Andrew Gelman writes:
If I had to come up with one statistical tip that would be most useful to you–that is, good advice that’s easy to apply and which you might not already know–it would be to use transformations. Log, square-root, etc.–yes, all that, but more! I’m talking about transforming a continuous variable into several discrete variables (to model nonlinear patterns such as voting by age) and combining several discrete variables to make something [more] continuous (those “total scores” that we all love). And not doing dumb transformations such as the use of a threshold to break up a perfectly useful continuous variable into something binary. I don’t care if the threshold is “clinically relevant” or whatever–just don’t do it. If you gotta discretize, for Christ’s sake break the variable into 3 categories.
I agree (and wrote an article about it). Transforming data is so important that intro stats texts should have a whole chapter on it — but instead barely mention it. A good discussion of transformation would also include use of principal components to boil down many variables into a much smaller number. (You should do this twice — once with your independent variables, once with your dependent variables.) Many researchers measure many things (e.g., a questionnaire with 50 questions, a blood test that measures 10 components) and then foolishly correlate all independent variables with all dependent variables. They end up testing dozens of likely-to-be-zero correlations for significance. Thereby effectively throwing all their data away — when you do dozens of such tests, none can be trusted.

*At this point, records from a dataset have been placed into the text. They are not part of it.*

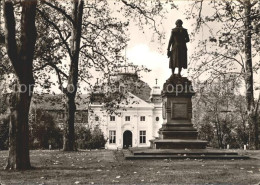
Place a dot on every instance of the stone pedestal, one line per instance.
(177, 131)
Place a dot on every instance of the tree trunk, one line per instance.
(18, 157)
(71, 90)
(69, 131)
(21, 59)
(249, 71)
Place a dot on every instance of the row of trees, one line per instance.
(73, 37)
(78, 36)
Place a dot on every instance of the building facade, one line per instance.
(134, 123)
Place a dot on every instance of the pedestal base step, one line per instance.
(178, 144)
(135, 153)
(178, 135)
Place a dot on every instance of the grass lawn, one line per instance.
(109, 167)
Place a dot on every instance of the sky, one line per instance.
(142, 50)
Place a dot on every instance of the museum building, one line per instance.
(137, 118)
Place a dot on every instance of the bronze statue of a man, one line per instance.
(177, 44)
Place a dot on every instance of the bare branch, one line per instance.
(64, 40)
(63, 12)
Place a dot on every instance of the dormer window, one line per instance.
(127, 118)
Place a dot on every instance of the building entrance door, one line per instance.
(127, 139)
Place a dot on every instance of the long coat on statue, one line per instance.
(177, 43)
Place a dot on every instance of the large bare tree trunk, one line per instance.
(69, 134)
(21, 59)
(249, 74)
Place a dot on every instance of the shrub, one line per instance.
(44, 131)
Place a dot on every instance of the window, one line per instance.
(142, 118)
(127, 118)
(112, 118)
(142, 136)
(112, 136)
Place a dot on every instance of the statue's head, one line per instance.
(179, 22)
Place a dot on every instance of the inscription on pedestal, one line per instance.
(179, 111)
(164, 110)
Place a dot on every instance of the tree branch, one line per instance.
(10, 40)
(63, 12)
(58, 30)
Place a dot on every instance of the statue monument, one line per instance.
(177, 44)
(177, 131)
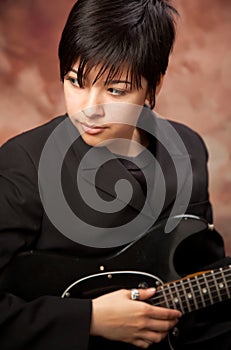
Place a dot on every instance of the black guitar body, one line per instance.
(35, 273)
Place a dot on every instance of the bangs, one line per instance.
(111, 67)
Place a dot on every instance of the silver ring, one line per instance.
(135, 294)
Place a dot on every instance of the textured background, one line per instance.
(196, 91)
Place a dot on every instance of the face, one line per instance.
(103, 112)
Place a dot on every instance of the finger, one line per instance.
(162, 313)
(142, 343)
(144, 293)
(153, 325)
(154, 337)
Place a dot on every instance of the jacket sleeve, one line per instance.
(48, 322)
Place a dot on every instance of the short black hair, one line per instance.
(115, 34)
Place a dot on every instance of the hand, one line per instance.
(116, 317)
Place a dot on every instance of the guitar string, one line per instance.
(192, 282)
(184, 303)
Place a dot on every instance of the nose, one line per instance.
(95, 107)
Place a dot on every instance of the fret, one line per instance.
(186, 297)
(174, 298)
(190, 295)
(216, 291)
(225, 281)
(178, 298)
(197, 291)
(162, 288)
(200, 292)
(208, 289)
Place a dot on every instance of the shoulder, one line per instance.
(30, 144)
(192, 140)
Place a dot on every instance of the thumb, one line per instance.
(146, 293)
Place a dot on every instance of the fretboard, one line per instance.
(195, 292)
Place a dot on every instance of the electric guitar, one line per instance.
(146, 262)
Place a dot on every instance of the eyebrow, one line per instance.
(110, 81)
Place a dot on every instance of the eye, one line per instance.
(74, 81)
(116, 92)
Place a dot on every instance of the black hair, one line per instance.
(115, 34)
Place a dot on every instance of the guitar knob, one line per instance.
(143, 285)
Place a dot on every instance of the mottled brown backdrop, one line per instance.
(196, 90)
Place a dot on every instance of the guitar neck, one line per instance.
(196, 291)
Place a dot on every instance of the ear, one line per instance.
(158, 88)
(159, 84)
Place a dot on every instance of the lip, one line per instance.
(92, 129)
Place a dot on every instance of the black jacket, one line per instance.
(49, 322)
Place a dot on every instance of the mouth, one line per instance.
(92, 128)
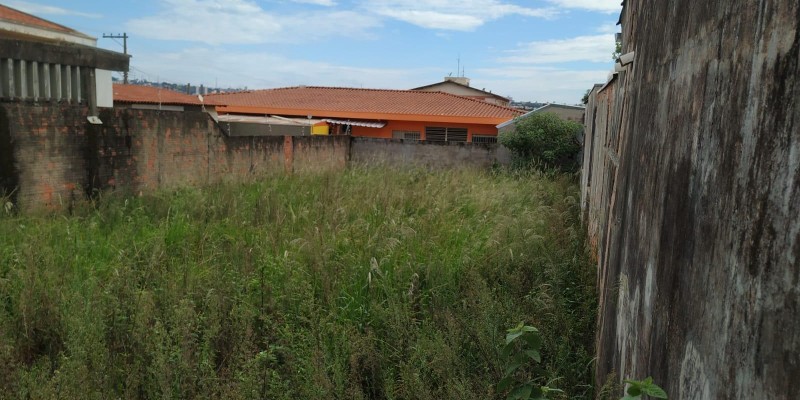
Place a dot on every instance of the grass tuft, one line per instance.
(361, 284)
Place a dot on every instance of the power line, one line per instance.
(124, 38)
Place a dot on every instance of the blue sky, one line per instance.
(537, 50)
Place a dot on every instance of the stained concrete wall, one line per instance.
(691, 191)
(51, 155)
(429, 154)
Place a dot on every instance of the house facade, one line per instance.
(460, 86)
(375, 113)
(44, 61)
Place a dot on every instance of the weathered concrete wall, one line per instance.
(698, 229)
(51, 156)
(430, 154)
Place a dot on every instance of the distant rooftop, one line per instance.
(368, 103)
(155, 95)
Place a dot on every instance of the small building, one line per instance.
(459, 86)
(565, 112)
(155, 98)
(375, 113)
(44, 61)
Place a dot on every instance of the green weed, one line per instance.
(361, 284)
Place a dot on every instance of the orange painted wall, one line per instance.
(386, 131)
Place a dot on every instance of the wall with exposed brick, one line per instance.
(51, 156)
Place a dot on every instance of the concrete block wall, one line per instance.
(692, 192)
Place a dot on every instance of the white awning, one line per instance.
(367, 124)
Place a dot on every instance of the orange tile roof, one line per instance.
(153, 95)
(364, 103)
(19, 17)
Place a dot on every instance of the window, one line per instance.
(438, 134)
(484, 139)
(407, 135)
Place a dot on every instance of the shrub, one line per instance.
(545, 141)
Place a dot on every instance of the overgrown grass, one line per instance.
(362, 284)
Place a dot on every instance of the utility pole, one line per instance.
(124, 36)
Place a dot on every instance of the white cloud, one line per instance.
(595, 48)
(263, 70)
(39, 9)
(540, 84)
(606, 6)
(459, 15)
(326, 3)
(244, 22)
(258, 70)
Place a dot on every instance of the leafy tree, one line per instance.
(545, 141)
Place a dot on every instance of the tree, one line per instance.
(545, 141)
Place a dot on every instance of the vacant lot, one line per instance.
(358, 284)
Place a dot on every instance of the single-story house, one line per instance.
(155, 98)
(459, 86)
(44, 61)
(376, 113)
(565, 112)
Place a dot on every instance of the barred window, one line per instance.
(484, 139)
(438, 134)
(407, 135)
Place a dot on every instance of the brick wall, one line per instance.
(51, 156)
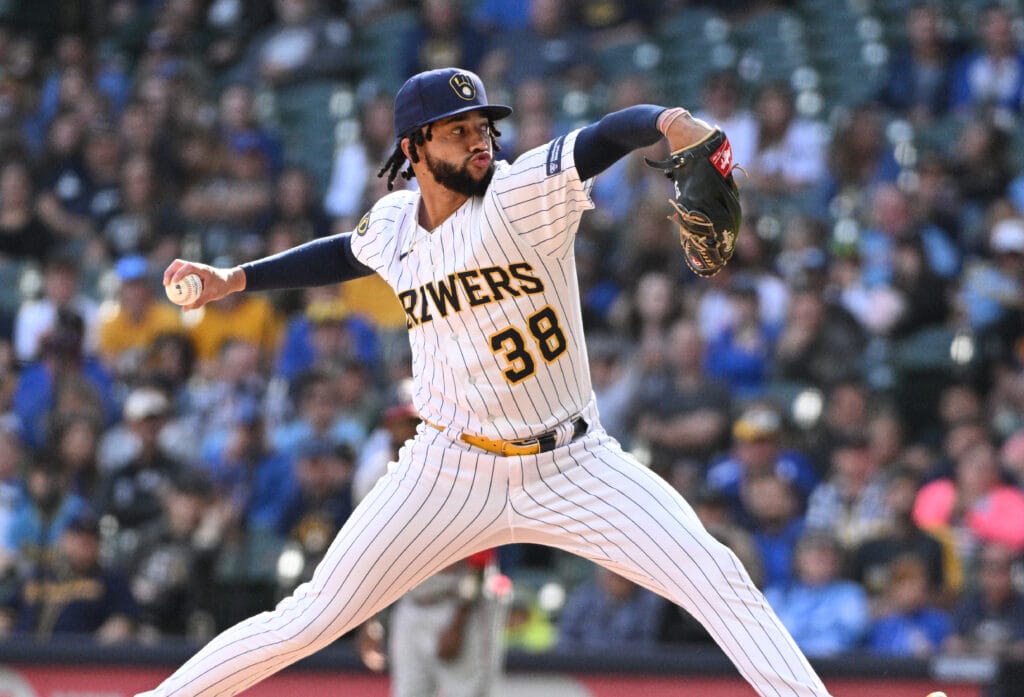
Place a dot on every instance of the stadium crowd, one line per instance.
(843, 404)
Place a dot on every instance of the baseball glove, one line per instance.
(707, 202)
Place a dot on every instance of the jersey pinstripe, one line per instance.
(500, 266)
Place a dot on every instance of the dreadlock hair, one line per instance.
(416, 139)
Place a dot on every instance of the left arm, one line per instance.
(619, 133)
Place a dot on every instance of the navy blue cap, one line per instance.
(439, 94)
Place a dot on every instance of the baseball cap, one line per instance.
(85, 521)
(757, 423)
(144, 402)
(438, 94)
(1008, 235)
(132, 267)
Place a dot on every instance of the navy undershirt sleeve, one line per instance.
(617, 134)
(321, 262)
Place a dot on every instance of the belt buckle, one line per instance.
(516, 448)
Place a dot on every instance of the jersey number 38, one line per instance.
(547, 335)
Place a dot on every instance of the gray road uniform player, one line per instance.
(511, 448)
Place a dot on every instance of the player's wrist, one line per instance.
(683, 129)
(236, 278)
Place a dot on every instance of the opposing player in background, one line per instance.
(510, 448)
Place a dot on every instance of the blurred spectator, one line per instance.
(61, 292)
(442, 37)
(238, 119)
(24, 236)
(820, 343)
(321, 503)
(528, 627)
(895, 223)
(252, 482)
(686, 414)
(860, 156)
(250, 318)
(232, 385)
(60, 382)
(550, 47)
(911, 626)
(851, 502)
(41, 515)
(992, 287)
(610, 23)
(648, 312)
(316, 417)
(76, 441)
(12, 463)
(759, 450)
(327, 336)
(975, 504)
(229, 191)
(499, 16)
(919, 75)
(75, 595)
(398, 424)
(305, 42)
(608, 613)
(296, 208)
(776, 524)
(992, 76)
(132, 493)
(77, 195)
(353, 177)
(740, 355)
(1012, 456)
(924, 295)
(845, 415)
(722, 105)
(980, 162)
(143, 222)
(790, 158)
(171, 572)
(825, 614)
(871, 561)
(988, 620)
(129, 324)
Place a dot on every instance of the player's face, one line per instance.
(459, 155)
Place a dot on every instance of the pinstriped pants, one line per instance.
(443, 499)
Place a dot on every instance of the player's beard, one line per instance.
(459, 179)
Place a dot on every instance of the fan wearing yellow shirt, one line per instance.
(129, 324)
(247, 317)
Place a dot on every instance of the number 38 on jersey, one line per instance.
(545, 336)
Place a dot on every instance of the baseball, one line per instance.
(184, 292)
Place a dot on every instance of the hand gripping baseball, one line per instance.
(707, 202)
(215, 282)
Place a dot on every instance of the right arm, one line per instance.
(321, 262)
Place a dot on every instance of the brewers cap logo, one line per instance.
(463, 86)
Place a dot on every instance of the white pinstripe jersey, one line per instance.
(492, 297)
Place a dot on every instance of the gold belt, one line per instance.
(511, 448)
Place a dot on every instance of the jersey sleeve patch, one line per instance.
(554, 161)
(364, 225)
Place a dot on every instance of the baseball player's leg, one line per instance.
(430, 510)
(413, 650)
(472, 672)
(595, 501)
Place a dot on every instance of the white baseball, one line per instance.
(184, 292)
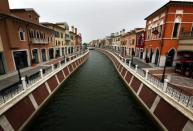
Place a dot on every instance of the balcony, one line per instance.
(39, 41)
(187, 35)
(186, 41)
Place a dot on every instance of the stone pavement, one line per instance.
(174, 78)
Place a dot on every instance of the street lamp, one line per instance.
(163, 75)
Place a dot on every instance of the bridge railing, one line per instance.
(179, 94)
(28, 81)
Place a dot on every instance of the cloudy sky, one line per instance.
(93, 18)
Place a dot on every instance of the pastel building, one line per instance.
(164, 27)
(24, 41)
(140, 40)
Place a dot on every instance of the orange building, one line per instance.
(163, 30)
(24, 42)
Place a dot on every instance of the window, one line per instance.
(21, 34)
(38, 34)
(31, 35)
(30, 16)
(176, 27)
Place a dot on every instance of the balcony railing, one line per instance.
(187, 35)
(39, 41)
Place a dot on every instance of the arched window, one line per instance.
(38, 34)
(21, 34)
(161, 28)
(176, 27)
(31, 33)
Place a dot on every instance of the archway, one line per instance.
(170, 58)
(151, 55)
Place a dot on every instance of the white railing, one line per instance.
(181, 96)
(27, 82)
(39, 41)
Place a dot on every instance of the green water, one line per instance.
(94, 98)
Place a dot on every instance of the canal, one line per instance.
(94, 98)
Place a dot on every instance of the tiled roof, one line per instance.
(187, 3)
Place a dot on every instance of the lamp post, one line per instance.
(163, 75)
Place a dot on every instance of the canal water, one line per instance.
(94, 98)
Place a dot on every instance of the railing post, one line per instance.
(52, 67)
(146, 74)
(41, 73)
(136, 66)
(165, 84)
(24, 83)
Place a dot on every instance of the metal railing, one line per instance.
(179, 94)
(11, 91)
(26, 82)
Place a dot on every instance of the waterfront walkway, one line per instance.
(12, 78)
(94, 98)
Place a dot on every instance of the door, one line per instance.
(2, 68)
(43, 55)
(35, 56)
(20, 58)
(51, 53)
(157, 57)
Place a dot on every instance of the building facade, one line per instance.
(164, 27)
(140, 40)
(24, 41)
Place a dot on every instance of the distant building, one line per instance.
(23, 40)
(140, 40)
(164, 27)
(131, 44)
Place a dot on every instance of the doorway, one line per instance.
(20, 58)
(43, 55)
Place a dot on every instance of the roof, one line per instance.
(3, 14)
(170, 3)
(25, 9)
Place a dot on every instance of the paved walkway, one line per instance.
(12, 78)
(174, 78)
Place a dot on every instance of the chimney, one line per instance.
(72, 27)
(75, 30)
(4, 6)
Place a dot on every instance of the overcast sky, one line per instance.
(93, 18)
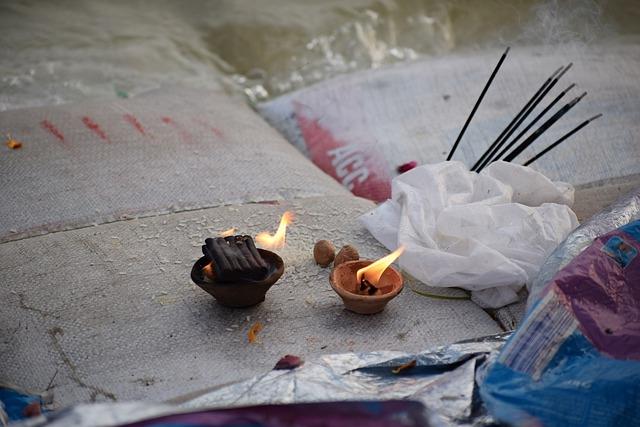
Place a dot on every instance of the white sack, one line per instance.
(488, 232)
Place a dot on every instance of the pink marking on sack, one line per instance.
(95, 128)
(184, 133)
(47, 125)
(360, 171)
(216, 131)
(133, 121)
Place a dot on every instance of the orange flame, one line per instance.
(227, 233)
(276, 241)
(373, 271)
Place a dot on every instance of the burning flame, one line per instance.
(227, 233)
(373, 271)
(276, 241)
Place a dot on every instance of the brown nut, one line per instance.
(347, 253)
(324, 252)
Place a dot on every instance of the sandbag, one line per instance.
(488, 232)
(360, 127)
(169, 150)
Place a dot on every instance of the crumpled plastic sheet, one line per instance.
(443, 380)
(623, 211)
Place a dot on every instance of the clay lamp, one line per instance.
(235, 272)
(366, 286)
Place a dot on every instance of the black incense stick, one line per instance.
(546, 125)
(530, 125)
(568, 135)
(524, 111)
(475, 107)
(522, 116)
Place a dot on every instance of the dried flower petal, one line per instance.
(14, 144)
(252, 335)
(407, 166)
(288, 362)
(404, 367)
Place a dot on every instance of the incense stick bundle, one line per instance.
(475, 107)
(555, 144)
(527, 128)
(546, 125)
(520, 117)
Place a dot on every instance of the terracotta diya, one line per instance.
(234, 272)
(367, 286)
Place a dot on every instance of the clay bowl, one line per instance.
(238, 294)
(343, 281)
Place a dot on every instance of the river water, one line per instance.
(53, 52)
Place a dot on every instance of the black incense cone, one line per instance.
(235, 258)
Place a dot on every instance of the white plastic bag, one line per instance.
(488, 232)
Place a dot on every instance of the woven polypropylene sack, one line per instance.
(167, 151)
(359, 128)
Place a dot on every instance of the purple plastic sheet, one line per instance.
(599, 292)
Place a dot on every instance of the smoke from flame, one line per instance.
(373, 271)
(276, 241)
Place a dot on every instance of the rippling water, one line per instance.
(56, 52)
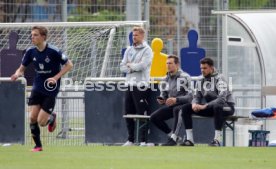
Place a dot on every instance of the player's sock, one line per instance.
(174, 137)
(169, 134)
(190, 136)
(218, 135)
(36, 134)
(51, 119)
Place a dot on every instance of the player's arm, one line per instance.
(66, 68)
(18, 73)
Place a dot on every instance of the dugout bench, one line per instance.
(229, 123)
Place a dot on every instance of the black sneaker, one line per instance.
(187, 143)
(170, 142)
(214, 143)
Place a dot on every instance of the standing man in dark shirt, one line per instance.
(50, 65)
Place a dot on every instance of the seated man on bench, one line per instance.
(176, 93)
(212, 95)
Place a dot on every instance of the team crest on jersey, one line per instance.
(47, 60)
(41, 66)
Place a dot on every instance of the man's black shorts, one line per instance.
(47, 103)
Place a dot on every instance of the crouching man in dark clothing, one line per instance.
(212, 99)
(174, 95)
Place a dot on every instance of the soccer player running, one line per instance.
(50, 65)
(212, 95)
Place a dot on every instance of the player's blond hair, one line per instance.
(141, 30)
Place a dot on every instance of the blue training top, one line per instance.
(47, 64)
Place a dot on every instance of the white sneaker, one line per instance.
(128, 143)
(142, 144)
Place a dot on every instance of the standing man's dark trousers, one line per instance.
(165, 113)
(215, 111)
(136, 102)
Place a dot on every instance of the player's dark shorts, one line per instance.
(47, 103)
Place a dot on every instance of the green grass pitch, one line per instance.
(115, 157)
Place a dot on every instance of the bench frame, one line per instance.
(229, 123)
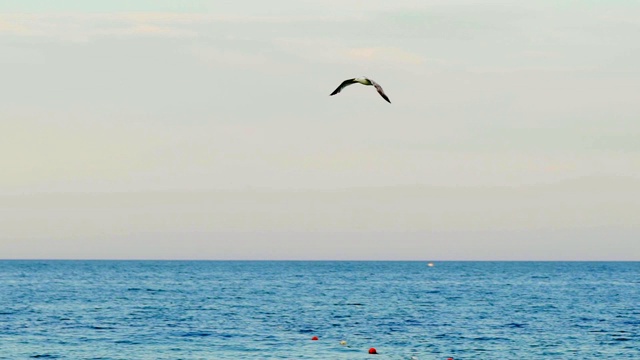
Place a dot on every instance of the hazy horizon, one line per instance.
(205, 130)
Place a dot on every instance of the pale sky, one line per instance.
(147, 129)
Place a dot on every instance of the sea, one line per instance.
(273, 310)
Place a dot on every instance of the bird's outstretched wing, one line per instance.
(380, 91)
(343, 85)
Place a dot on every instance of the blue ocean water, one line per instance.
(271, 310)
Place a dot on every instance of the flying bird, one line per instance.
(364, 81)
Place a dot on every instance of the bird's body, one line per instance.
(364, 81)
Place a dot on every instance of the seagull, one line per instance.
(364, 81)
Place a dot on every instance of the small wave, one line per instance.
(44, 356)
(196, 334)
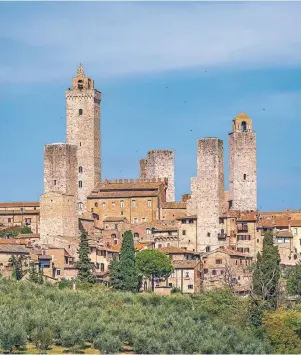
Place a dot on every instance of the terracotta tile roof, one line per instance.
(284, 234)
(174, 250)
(120, 194)
(187, 217)
(185, 264)
(137, 184)
(19, 204)
(13, 248)
(116, 219)
(296, 223)
(173, 205)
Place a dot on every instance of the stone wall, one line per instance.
(60, 168)
(209, 191)
(83, 130)
(242, 171)
(160, 164)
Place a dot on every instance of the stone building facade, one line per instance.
(58, 203)
(83, 131)
(242, 165)
(160, 164)
(209, 192)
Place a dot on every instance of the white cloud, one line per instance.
(114, 39)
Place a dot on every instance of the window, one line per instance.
(244, 126)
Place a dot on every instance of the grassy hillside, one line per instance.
(114, 322)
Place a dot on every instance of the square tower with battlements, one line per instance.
(242, 165)
(83, 131)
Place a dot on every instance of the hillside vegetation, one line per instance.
(44, 315)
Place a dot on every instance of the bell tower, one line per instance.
(83, 130)
(242, 165)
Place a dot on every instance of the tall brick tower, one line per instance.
(160, 164)
(242, 165)
(83, 130)
(208, 192)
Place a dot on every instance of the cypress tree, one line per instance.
(84, 265)
(267, 272)
(128, 275)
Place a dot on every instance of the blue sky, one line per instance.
(216, 60)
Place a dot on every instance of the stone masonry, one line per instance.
(58, 203)
(160, 164)
(208, 188)
(242, 165)
(83, 130)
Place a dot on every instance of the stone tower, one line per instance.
(83, 130)
(58, 203)
(208, 192)
(160, 164)
(242, 165)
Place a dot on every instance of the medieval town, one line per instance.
(210, 236)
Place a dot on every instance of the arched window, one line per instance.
(244, 126)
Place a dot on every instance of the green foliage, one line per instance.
(266, 274)
(42, 338)
(84, 264)
(211, 322)
(293, 284)
(128, 276)
(26, 230)
(283, 329)
(17, 262)
(153, 264)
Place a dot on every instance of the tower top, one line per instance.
(80, 71)
(242, 123)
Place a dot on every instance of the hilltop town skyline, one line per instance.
(162, 108)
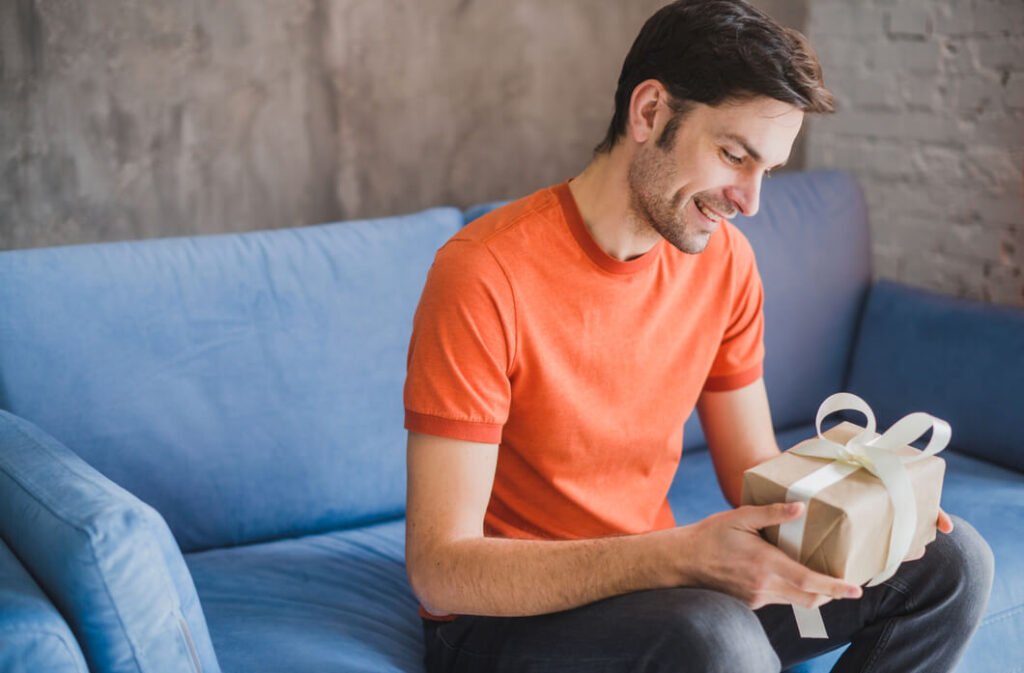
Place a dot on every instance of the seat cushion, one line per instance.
(338, 601)
(33, 635)
(105, 558)
(989, 497)
(232, 381)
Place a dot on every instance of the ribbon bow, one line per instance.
(879, 455)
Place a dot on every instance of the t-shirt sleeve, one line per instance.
(457, 382)
(739, 361)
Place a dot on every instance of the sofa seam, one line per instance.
(51, 633)
(82, 531)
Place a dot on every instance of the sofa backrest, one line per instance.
(812, 243)
(960, 360)
(248, 386)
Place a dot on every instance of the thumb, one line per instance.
(761, 516)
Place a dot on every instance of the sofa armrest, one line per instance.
(105, 559)
(33, 635)
(962, 361)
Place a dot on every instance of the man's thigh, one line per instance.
(678, 630)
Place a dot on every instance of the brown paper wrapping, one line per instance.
(848, 523)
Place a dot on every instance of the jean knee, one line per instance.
(720, 634)
(968, 565)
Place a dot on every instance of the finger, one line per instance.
(945, 523)
(807, 581)
(756, 517)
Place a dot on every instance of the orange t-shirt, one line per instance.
(581, 367)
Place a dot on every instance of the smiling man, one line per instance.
(560, 343)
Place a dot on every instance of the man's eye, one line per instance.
(731, 158)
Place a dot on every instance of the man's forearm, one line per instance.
(517, 578)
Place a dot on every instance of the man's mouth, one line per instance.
(708, 212)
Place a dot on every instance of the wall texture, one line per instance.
(932, 123)
(125, 119)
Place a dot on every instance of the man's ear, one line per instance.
(645, 103)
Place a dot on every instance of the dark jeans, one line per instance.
(919, 621)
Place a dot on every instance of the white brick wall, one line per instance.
(931, 121)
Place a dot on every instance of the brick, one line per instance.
(940, 164)
(1000, 54)
(973, 240)
(912, 20)
(840, 53)
(991, 169)
(997, 16)
(921, 57)
(872, 90)
(1014, 96)
(1005, 285)
(975, 94)
(957, 57)
(844, 18)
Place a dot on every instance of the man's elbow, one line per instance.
(425, 577)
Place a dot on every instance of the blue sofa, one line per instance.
(202, 454)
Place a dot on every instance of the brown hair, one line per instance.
(711, 51)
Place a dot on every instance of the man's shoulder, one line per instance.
(498, 225)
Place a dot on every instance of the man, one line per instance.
(560, 343)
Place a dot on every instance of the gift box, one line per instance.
(875, 482)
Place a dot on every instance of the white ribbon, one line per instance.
(878, 454)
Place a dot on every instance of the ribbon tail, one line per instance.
(897, 481)
(809, 622)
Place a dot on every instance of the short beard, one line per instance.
(652, 168)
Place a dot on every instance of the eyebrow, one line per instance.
(741, 141)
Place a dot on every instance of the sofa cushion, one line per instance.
(33, 635)
(338, 601)
(107, 559)
(237, 383)
(962, 361)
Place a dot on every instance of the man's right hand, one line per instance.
(726, 552)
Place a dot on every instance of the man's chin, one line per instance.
(691, 245)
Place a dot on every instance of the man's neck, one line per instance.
(602, 195)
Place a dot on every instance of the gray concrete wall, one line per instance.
(932, 123)
(125, 119)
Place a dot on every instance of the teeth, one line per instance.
(708, 213)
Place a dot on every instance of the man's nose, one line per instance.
(747, 194)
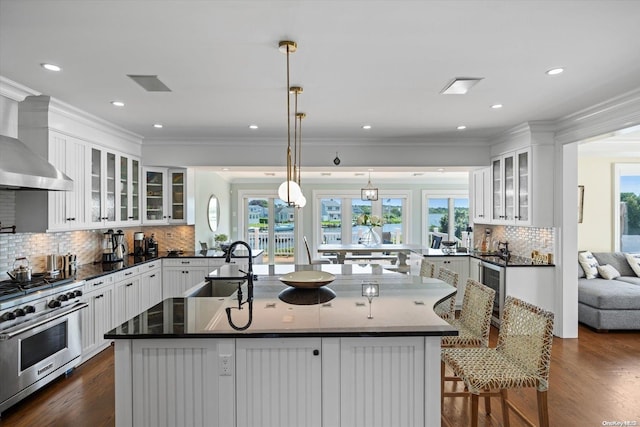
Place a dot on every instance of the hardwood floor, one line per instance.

My explanation why this isn’t taught differs from Andrew’s. I think it’s pure Veblen: professors dislike appearing useful and like showing off. Statistics professors, like engineering professors, do less useful research than you might expect, so they are less aware than you might expect of how useful transformations are. And because most transformations don’t involve esoteric math, writing about them doesn’t allow you to show off.
In my experience, not transforming your data is at least as bad as throwing half of it away, in the sense that your tests will be that much less sensitive.